BenchMe: Real-Time Evaluation of AI-Generated Code

👩‍🔬 About Us

We are Software Engineers with deep industry experience in software engineering and testing.
Having seen firsthand how AI-generated code can silently introduce bugs and technical debt, we built BenchMe to bring scientific rigor to evaluating and approving code generated by AI agents.

🚀 Motivation

As AI agents increasingly generate code, the question becomes:
How do we verify, approve, and ensure the quality of this code?

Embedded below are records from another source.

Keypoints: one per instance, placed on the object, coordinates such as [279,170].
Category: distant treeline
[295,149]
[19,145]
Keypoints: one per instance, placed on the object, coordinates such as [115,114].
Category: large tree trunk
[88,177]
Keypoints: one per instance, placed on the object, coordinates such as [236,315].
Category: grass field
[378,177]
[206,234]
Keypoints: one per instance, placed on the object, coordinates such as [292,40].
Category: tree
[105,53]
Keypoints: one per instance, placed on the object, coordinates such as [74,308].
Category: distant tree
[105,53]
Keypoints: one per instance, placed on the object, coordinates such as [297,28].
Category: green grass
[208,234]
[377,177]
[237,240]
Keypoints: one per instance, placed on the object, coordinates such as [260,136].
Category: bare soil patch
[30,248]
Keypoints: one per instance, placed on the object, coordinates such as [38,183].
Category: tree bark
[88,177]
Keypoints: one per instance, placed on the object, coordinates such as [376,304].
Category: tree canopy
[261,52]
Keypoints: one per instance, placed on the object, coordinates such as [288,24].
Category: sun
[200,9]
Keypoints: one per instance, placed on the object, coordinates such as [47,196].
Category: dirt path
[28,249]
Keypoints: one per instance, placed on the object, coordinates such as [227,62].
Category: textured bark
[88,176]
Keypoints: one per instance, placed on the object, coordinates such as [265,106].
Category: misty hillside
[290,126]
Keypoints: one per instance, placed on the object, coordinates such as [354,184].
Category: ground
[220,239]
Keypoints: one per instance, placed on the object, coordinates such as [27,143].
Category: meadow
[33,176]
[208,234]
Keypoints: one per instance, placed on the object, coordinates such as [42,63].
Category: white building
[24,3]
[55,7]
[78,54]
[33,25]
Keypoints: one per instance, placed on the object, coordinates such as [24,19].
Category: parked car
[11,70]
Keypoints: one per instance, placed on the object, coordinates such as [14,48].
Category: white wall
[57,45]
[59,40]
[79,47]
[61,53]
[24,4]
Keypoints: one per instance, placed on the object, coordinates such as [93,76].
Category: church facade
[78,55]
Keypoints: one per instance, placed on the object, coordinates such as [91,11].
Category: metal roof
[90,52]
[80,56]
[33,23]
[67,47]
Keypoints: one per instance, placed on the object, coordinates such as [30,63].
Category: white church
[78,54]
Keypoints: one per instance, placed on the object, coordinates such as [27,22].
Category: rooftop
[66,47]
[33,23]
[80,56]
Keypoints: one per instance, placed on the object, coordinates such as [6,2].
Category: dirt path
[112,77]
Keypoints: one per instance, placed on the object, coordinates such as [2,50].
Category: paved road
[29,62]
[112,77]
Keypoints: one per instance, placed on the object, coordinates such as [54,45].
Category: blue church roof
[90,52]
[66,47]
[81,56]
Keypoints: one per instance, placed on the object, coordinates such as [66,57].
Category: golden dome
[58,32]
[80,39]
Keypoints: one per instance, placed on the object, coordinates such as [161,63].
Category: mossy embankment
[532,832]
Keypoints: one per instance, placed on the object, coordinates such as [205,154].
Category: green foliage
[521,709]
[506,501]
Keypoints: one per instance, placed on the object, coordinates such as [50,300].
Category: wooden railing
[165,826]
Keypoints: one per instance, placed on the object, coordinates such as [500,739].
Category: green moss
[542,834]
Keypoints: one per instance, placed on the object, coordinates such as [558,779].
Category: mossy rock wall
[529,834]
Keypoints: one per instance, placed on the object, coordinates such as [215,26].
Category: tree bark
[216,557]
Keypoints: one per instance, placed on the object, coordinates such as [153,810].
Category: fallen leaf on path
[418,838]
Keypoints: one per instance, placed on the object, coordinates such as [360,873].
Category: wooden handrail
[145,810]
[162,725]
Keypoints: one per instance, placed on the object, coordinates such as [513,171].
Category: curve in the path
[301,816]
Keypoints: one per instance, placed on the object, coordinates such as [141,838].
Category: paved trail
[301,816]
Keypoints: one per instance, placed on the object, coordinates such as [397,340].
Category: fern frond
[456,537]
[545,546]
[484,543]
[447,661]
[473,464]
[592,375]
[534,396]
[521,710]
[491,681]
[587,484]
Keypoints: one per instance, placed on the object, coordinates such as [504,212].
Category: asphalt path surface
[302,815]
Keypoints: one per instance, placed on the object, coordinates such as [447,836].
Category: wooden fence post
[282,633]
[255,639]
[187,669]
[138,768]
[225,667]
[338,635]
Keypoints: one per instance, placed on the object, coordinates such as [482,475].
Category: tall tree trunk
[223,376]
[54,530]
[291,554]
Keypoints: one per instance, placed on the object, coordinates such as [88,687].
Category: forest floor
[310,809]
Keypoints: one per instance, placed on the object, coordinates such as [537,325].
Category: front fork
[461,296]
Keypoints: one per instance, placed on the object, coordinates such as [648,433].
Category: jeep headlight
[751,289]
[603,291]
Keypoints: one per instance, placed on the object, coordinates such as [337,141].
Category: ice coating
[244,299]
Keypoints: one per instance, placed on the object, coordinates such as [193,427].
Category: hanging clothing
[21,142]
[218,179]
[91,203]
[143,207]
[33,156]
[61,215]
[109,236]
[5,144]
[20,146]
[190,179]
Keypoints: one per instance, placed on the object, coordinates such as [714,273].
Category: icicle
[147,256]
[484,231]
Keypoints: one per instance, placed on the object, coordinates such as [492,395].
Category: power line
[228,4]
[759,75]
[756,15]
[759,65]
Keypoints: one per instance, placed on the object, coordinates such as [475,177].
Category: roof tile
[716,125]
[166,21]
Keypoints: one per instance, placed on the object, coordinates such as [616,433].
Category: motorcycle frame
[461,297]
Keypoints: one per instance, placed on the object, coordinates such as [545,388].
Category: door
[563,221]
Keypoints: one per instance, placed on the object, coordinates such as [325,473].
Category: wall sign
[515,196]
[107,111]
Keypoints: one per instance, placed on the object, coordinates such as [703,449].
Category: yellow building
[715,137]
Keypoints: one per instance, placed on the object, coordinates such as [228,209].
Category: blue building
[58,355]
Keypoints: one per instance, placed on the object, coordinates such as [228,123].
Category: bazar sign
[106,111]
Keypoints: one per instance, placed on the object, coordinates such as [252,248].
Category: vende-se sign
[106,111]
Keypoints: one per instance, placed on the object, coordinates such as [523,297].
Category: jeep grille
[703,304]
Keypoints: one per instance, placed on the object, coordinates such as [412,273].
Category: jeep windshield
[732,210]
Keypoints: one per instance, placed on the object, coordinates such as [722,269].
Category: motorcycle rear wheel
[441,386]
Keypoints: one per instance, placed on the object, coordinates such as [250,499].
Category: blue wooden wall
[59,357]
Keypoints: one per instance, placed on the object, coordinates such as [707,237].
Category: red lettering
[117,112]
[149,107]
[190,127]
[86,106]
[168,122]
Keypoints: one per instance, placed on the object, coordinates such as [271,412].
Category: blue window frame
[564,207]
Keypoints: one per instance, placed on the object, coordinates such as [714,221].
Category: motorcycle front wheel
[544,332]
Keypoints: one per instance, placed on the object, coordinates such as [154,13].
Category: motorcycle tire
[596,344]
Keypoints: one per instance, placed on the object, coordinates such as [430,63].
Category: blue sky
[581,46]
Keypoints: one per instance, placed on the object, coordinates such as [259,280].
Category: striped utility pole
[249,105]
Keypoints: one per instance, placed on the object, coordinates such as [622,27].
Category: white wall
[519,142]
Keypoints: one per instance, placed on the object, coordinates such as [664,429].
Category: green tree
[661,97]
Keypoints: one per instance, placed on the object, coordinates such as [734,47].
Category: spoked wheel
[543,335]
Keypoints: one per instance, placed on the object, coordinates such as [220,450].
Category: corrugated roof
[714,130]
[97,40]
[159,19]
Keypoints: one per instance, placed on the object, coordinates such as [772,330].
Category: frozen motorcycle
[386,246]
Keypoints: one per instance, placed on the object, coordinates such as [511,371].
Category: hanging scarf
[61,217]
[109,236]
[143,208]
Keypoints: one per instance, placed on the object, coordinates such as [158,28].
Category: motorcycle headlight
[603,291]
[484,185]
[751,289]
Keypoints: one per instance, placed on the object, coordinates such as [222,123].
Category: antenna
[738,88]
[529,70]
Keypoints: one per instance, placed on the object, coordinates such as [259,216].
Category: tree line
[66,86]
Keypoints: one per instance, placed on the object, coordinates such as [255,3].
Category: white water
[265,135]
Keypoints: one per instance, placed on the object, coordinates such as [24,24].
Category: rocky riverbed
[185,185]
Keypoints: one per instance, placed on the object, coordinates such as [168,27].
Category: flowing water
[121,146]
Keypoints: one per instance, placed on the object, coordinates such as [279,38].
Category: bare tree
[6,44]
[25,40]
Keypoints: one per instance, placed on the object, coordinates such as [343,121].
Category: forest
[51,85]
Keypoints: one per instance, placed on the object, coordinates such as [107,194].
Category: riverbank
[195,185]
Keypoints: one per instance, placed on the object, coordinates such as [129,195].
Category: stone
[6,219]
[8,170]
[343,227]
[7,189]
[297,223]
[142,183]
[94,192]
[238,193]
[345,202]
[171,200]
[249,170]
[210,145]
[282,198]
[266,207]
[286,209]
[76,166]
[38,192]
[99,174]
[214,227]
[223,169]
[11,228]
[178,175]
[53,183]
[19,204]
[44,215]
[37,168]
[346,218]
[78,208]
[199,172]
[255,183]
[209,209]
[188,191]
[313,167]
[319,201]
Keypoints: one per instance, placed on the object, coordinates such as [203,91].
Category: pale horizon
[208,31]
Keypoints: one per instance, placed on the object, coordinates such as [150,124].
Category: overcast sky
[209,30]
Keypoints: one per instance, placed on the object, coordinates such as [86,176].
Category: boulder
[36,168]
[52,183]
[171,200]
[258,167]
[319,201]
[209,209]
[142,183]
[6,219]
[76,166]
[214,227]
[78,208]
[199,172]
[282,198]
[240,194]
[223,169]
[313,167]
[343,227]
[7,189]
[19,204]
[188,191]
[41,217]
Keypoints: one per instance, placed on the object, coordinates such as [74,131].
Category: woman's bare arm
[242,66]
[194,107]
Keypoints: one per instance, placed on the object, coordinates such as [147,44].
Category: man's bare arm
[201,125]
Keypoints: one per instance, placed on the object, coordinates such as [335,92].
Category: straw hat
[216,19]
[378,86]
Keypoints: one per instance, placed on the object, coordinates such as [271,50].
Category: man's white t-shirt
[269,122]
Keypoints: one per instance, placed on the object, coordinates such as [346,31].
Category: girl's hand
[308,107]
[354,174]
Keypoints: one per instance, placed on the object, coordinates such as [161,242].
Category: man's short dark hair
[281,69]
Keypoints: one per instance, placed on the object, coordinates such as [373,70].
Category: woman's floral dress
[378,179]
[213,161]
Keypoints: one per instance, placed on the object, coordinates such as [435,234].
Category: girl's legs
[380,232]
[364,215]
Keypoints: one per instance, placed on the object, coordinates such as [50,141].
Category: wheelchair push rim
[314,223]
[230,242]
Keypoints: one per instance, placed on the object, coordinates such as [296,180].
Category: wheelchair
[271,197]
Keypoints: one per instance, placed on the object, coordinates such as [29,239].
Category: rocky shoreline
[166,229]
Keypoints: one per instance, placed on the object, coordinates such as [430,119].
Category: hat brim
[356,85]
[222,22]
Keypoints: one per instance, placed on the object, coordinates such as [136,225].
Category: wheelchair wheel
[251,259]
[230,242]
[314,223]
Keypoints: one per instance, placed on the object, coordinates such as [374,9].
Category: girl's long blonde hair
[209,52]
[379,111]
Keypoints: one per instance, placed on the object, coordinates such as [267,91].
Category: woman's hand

Traditional review methods often fail to detect bugs, enforce functionality, or prevent technical debt in AI-generated code. To address this, we need rigorous and scientific benchmarking, both in real-time and during PR review.

💡 Inspiration

LLMs now play a central role in unit test generation. However, choosing the best model for a specific codebase is non-trivial—LLMs behave differently depending on the task and architecture.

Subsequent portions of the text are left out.